Search
Varnish Cache Plus

Body Access & Transformation (xbody)

Varnish 6.0

Description

vmod-xbody provides access to request and response bodies.

On the response side, xbody is a streaming regular expression engine which allows Varnish to manipulate, capture, hash, and log body text. xbody supports full PCRE regex expressions, capture groups, and backreferences.

xbody supports two important modes: regsub and capture.

regsub performs a regular expression substitution. Any number of regsub substitutions can be done on a response body.

capture finds a pattern and then put its substitution, or value, into a JSON object which can then be queried out using VCL or included directly in an Edgestash template. Any number of capture calls can be done on a response body.

When regsub and capture are combined, Varnish can convert a dynamic and personalized response into a JSON object and Edgestash template, allowing for uncacheable content to be cached and acclerated. Please see Edgestash for more information on JSON based templating.

Note: Because xbody is a streaming regex parser, embedded use of anchors (^ and $) is not supported. Anchors can only be used as the first and last characters of your regex expression.

For assistance in creating PCRE compatible regular expressions, please use regex101.com.

Click here for legacy vmod_bodyaccess.

Example VCL

Example regsub and capture

Input (backend): This is a test!

import std;
import xbody;

sub vcl_backend_response
{
    xbody.regsub("test", "new string");
    xbody.regsub("\sis", " isn't");
    xbody.regsub("string", "cat");
    xbody.capture("name", "new (\w+)", "\1");
}

sub vcl_deliver
{
    std.log("Name: " + xbody.get("name"));
    std.log("Capture JSON: " + xbody.get_all());
}

Output (cache): This isn't a new cat!

Captures (xbody.get_all()):

{
  "name": "cat"
}

Change All Domain References

import xbody;

sub vcl_backend_response
{
    xbody.regsub("www.example.com", "test.example.com");
    xbody.regsub("admin@example.com", "dev@test.example.com");
}

Javascript CSP Nonce

import crypto;
import edgestash;
import xbody;

sub vcl_backend_response{
    if (beresp.http.Content-Type ~ "html") {
        xbody.regsub("<script>", "<script nonce={{nonce}}>");
        edgestash.parse_response();
    }
}

sub vcl_deliver {
    if (edgestash.is_edgestash()) {
        set req.http.X-nonce = crypto.hex_encode(crypto.urandom(16));
        set resp.http.Content-Security-Policy = "script-src 'nonce-" +
            req.http.X-nonce + "'";
        edgestash.add_json({"
            {
              "nonce":""} + req.http.X-nonce + {""
            }
        "});
        edgestash.execute();
    }
}

JSONP

Convert a JSON response into JSONP using a callback query parameter.

import urlplus;
import xbody;

sub vcl_backend_response {
    # Insert the JSONP callback
    if (urlplus.query_get("callback") && beresp.http.Content-Type ~ "json") {
        xbody.regsub("^", urlplus.query_get("callback") + "(");
        xbody.regsub("$", ");");
        set beresp.http.Content-Type = regsub(beresp.http.Content-Type, "json", "javascript");
    }
}

Personalization Caching

Cache PHP pages with personalized content. Personalized content is wrapped with an edgestash-name attribute. These attributes will be templated and delivered per session.

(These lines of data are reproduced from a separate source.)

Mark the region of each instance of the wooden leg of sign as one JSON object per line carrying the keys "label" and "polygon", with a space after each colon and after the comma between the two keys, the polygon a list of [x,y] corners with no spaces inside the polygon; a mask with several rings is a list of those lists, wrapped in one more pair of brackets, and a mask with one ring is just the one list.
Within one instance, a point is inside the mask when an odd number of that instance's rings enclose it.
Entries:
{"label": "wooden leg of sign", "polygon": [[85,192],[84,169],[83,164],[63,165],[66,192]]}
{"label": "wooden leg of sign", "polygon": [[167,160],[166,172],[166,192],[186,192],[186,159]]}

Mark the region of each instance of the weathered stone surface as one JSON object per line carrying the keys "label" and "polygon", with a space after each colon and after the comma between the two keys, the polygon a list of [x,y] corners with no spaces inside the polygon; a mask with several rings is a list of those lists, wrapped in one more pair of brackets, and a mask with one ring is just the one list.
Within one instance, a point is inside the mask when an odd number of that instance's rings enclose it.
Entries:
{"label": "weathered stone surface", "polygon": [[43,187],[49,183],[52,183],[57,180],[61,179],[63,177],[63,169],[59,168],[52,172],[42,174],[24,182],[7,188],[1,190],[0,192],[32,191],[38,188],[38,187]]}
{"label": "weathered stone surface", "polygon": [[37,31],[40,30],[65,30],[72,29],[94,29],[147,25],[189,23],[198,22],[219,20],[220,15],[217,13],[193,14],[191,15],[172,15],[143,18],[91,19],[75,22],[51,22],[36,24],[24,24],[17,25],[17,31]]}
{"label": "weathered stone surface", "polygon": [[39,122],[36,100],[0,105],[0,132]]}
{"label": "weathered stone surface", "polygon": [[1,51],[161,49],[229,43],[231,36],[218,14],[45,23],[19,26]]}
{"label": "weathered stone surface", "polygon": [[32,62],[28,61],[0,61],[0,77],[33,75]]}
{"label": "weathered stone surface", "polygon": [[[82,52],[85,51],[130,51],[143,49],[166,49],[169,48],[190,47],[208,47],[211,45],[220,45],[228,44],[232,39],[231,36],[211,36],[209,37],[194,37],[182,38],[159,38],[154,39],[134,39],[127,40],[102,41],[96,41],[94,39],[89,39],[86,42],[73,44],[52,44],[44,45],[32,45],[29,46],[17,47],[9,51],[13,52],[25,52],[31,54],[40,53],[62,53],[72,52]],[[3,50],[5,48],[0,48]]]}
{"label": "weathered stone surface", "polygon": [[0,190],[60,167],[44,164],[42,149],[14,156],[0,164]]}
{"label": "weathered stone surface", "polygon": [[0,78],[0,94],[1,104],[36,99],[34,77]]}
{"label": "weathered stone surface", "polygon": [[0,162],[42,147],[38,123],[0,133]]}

<span edgestash-name="greeting">
Hello [name]!
</span>

<span edgestash-name="number-items">
5
</span>

Content ...
import cookieplus;
import edgestash;
import xbody;
import ykey;

sub vcl_recv
{
    # Purge session data
    if (req.method == "POST") {
        # Broadcaster can be used to send this purge to a cluster
        ykey.purge(cookieplus.get("PHPSESSID"));
    }

    if (req.method != "GET" && req.method != "HEAD") {
        return (pass);
    }

    return(hash);
}

sub vcl_hash
{
    # Add the session to xbody data
    if (req.http.host ~ "^xbody\.") {
        hash_data(cookieplus.get("PHPSESSID", "guest"));
    }
}

sub vcl_pass
{
    # When you purge, you may be forced to pass
    if (req.http.host ~ "^xbody\.") {
        return (restart);
    }
}

sub vcl_backend_fetch
{
    # Remove xbody host marker
    unset bereq.http.xbody;
    if (bereq.http.Host ~ "^xbody\.") {
        set bereq.http.Host = regsub(bereq.http.Host, "^xbody\.", "");
        set bereq.http.xbody = "true";
    }
}

sub vcl_backend_response
{
    if (beresp.http.Content-Type ~ "text") {
        if(bereq.http.xbody) {
            # Extract xbody data, add a ykey session key
            xbody.capture("\2", {"(<[^>]*edgestash-name="?([^"\s]+)"?[^>]+>)([^>]*)<"}, "\3", "g");
            ykey.add_key(cookieplus.get("PHPSESSID", "guest"));
            set beresp.ttl = 1d;
        } else {
            # Edgestash template
            xbody.regsub({"(<[^>]*edgestash-name="?([^"\s]+)"?[^>]+>)([^>]*)<"}, "\1{{\2}}<");
            edgestash.parse_response();
        }
    }
}

sub vcl_deliver
{
    if (edgestash.is_edgestash()) {
        # Use the homepage as the xbody data source
        edgestash.add_json_url("/", json_host="xbody." + req.http.host, xbody=true);
        edgestash.execute();
    }
}

Functions

regsub

VOID regsub(STRING pattern, STRING substitution, STRING mode, INT max)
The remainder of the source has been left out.